Not sure if the script missed any national monuments. The English forces meet at the White Horse, and ride to the cliffs of Dover. Hm, maybe they could have thrown in Stonehenge somehow?
A band of orphans called the Lost Boys routinely steal from Marion until she encounters them and discovers that they are all sick, so she tends to them. While hunting, Robin is caught by the Lost Boys, and saved by Marion, after agreeing to teach them how to be better outlaws. Did Scott want to make a Peter Pan movie but fail to obtain financing, so he just took the bits he liked and wedged them into this movie? This is a genuine question, Peter Pan was the leader of the Lost Boys. After John declares Longstride an outlaw, Robin and the Merry Men join Marion and the Lost Boys to live in a socialist paradise in Sherwood Forest.
The climatic battle is great but it is probably best to listen to Winston Churchill’s “We shall fight on the beaches” speech while watching the battle. The main charge is joined by Marion and the Lost Boys because adolescents with sharp sticks are needed in combat against armored men.

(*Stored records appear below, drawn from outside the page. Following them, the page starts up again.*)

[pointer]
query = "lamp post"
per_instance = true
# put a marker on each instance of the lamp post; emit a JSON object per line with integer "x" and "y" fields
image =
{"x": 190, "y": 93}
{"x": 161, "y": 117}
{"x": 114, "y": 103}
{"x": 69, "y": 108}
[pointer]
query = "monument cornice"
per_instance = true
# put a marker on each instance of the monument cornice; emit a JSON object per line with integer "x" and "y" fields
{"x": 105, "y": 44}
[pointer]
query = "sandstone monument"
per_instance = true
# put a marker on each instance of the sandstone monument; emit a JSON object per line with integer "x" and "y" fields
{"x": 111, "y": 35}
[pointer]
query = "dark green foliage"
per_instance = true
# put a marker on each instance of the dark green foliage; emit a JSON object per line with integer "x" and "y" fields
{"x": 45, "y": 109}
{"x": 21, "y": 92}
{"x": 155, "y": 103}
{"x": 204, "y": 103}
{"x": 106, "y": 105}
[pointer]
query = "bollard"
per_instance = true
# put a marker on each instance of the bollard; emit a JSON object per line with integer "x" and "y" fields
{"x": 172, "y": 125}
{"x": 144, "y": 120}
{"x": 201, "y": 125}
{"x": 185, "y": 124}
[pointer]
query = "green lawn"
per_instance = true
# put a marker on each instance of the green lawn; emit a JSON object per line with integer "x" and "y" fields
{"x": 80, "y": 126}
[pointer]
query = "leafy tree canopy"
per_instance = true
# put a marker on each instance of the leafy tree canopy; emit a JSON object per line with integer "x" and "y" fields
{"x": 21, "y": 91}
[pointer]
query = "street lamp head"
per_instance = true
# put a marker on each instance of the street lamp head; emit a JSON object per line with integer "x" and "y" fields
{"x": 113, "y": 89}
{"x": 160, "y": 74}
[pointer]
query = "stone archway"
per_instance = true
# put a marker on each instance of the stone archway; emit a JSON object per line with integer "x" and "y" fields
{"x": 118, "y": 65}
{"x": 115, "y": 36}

One of the main themes of the movie seems to be when in doubt, don’t trust the French. All of the raping and pillaging in the north is done by the French, not English. Later, Godfrey’s French troops lock up the villagers in a building which is set on fire.
I like Friar Tuck (Mark Addy), he knows how to party. While drinking with Tuck, the merry men make the very pleasant discovery that there are a lot of lonely women. The dance scenes are the best part of the movie, since Alan A Dale is played by Alan Doyle, lead singer of the Canadian folk rock band Great Big Sea. At one point, Tuck innocently asks Little John why he is called ‘Little’ John, and Little John, suspecting that Tuck is making a comment about his manhood, replies “I’m proportional!” Scenes like that make me think that there was an enjoyable, earthy story buried under all of the heroic posturing, especially since the script was written by Brian Hegeland, who wrote and directed A Knight’s Tale (2001), which was so much fun.
I will admit that I was never bored. To be fair, the many battle scenes are great, but the movie is dragged down by a lame script.
Wow, wow, wow, just wow, how could sane, presumably sober people come up with this? Ironclad (2011) probably had a tenth of the budget but even it got most of the history right.